Chaire Francqui 2021-2022
Programme
- Leçon inaugurale : "Faire histoire avec les animaux", le lundi 25 avril 2022, à 17h10, au L21 (Faculté de Philosophie et Lettres). La leçon sera suivie d'une réception
- 2e leçon : "Penser en présence des animaux", le mardi 26 avril 2022, de 14h00 à 16h00, au L22
- 3e leçon : "Territoires animaux", le mercredi 27 avril 2022, de 14h00 à 16h00, au L22
- 4e leçon : "Les traces comme écritures animales", le jeudi 28 avril, de 14h00 à 16h00, au L22
- 5e leçon : "Écrire avec les animaux", le vendredi 29 avril, de 14h00 à 16h00 (Cette séance est un atelier d'écriture collective à partir des leçons précédentes).
1 - Faire histoire avec les animaux (Séance inaugurale)
Il nous aura longtemps été difficile d’imaginer que les animaux puissent un jour devenir sujets d’histoire — si ce n’est dans le régime de la lente et froide histoire de l’évolution. On avait délégué ce soin aux poètes et aux romanciers. Mais des propositions de plus en plus nombreuses, qu’elles émanent d’historiens, de philosophes, d’anthropologues ou d’autres chercheurs, ont rompu avec cette idée que les humains seraient les seuls et véritables acteurs des événements. Avec tantôt l’hypothèse que les animaux nous auraient appris quantité de choses, ou que certains d’entre eux nous auraient en fait domestiqués, voire qu’ils seraient aux origines de l’art ou de l’invention de formes d’écriture…

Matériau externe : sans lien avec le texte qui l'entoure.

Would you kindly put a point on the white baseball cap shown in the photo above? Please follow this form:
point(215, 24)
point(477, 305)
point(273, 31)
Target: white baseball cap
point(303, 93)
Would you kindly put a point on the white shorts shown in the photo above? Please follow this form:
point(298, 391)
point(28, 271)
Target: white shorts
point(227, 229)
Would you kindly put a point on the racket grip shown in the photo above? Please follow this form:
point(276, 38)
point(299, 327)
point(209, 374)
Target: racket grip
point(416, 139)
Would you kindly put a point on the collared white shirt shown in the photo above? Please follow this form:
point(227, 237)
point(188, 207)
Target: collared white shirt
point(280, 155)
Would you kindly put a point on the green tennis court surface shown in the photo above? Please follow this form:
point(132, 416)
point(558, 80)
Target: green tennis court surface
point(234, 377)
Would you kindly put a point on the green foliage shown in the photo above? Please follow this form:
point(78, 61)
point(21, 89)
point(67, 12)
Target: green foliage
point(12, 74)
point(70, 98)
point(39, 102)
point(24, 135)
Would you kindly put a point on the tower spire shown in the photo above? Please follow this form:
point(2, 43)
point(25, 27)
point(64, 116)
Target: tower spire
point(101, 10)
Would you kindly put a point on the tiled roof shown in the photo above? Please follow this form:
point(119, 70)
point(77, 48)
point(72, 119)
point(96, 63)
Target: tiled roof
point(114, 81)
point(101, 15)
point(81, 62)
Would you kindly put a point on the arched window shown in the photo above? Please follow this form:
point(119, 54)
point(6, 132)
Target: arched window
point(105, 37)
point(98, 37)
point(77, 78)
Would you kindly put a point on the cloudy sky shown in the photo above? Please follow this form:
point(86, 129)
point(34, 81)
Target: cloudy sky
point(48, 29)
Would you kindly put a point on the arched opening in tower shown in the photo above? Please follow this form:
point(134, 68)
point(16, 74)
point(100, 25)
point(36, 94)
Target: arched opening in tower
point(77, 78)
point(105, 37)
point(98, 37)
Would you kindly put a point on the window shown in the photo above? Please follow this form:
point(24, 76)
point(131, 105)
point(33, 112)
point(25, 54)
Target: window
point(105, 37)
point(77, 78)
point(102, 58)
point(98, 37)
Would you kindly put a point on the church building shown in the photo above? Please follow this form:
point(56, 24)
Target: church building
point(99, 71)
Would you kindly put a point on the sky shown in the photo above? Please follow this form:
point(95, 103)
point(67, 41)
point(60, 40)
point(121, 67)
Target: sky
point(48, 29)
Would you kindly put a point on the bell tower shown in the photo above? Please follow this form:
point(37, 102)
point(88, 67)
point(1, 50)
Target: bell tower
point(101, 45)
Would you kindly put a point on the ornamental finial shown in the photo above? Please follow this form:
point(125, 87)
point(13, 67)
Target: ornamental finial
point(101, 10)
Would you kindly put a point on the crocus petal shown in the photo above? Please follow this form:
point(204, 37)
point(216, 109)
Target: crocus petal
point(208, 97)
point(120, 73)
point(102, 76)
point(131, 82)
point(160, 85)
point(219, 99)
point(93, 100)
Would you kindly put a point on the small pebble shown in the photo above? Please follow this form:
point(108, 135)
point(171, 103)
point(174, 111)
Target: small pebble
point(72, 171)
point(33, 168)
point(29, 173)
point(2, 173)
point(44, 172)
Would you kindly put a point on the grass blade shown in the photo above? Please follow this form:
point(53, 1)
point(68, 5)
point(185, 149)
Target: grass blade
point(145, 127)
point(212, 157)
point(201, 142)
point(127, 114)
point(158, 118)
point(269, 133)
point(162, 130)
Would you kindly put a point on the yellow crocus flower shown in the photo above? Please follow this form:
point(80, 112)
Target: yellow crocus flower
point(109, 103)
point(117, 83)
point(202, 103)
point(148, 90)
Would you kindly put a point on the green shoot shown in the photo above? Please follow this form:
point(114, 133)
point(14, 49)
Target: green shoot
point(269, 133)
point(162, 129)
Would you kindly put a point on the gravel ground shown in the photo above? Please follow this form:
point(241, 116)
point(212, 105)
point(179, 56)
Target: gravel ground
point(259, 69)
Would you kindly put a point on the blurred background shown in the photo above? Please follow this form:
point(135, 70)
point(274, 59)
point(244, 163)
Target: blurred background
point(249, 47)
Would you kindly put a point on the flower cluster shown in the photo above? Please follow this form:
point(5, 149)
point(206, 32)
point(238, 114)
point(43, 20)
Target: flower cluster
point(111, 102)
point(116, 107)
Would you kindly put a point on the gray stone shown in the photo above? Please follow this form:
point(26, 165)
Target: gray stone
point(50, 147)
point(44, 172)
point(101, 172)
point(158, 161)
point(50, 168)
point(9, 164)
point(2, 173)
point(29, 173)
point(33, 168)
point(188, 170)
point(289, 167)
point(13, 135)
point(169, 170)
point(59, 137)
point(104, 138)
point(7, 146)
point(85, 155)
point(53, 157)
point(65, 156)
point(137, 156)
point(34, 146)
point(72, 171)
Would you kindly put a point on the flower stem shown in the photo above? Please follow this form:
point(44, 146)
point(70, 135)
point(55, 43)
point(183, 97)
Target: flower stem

2 - Penser en présence des animaux
Dans un texte désormais célèbre, Jacques Derrida adressait aux philosophes, et plus largement aux chercheurs, le reproche de n’avoir jamais pu se voir « vu » par un animal, de n’avoir jamais croisé le regard d’un animal posé sur eux. Quelques années plus tard, Donna Haraway répondra à Derrida : n’a-t-il pas négligé les pratiques autres que les « technologies d’écriture » ? Certes, Haraway le souligne, parler « en présence » n’offre aucune garantie : on peut travailler sur les animaux et l’on peut travailler avec eux. Mais, dans ce cas, ne s’agirait-il pas de se défaire d’abord de l’idée qui a souvent conduit les recherches en sciences humaines à propos des animaux, celle de « représentation » ?
3 - Territoires animaux
Au début du XXe siècle, un nouveau champ de recherches s’ouvre en ornithologie : l’étude du comportement territorial. En quelques années, les observations et les théories vont se multiplier. D’une espèce à l’autre, d’un groupe à l’autre, de nouvelles manières de faire territoire apparaissent, bien plus complexes que ce que les ornithologues pouvaient imaginer. Les schèmes familiers de l’éthologie impriment leur marque sur les hypothèses : compétition, agression, utilité pour la survie,... Mais il semblerait que les territoires résistent à ces explications trop simples. Et qu’on devrait peut-être prendre en compte l’enthousiasme des oiseaux, leur sens de la beauté, voire leur goût du spectacle.
4 - Les traces comme écritures animales
Le philosophe William James insistait sur le fait que les choses terrestres non seulement « ont des vies personnelles » mais qu’elles racontent de véritables récits qui constituent la trame de l’univers. Depuis lors, quelques philosophes et quelques historiens se sont attachés à prendre acte de la possibilité, notamment pour les animaux, d’activement « signifier », par le biais de traces et de marques, sur un mode que Michel Serres associera au régime de l’écriture.
5 - Écrire avec les animaux
Cette dernière séance prendra la forme d’un atelier d’écriture collective d’une fiction mettant en scène des acteurs animaux, au départ des théories qui auront été développées au cours des précédents séminaires.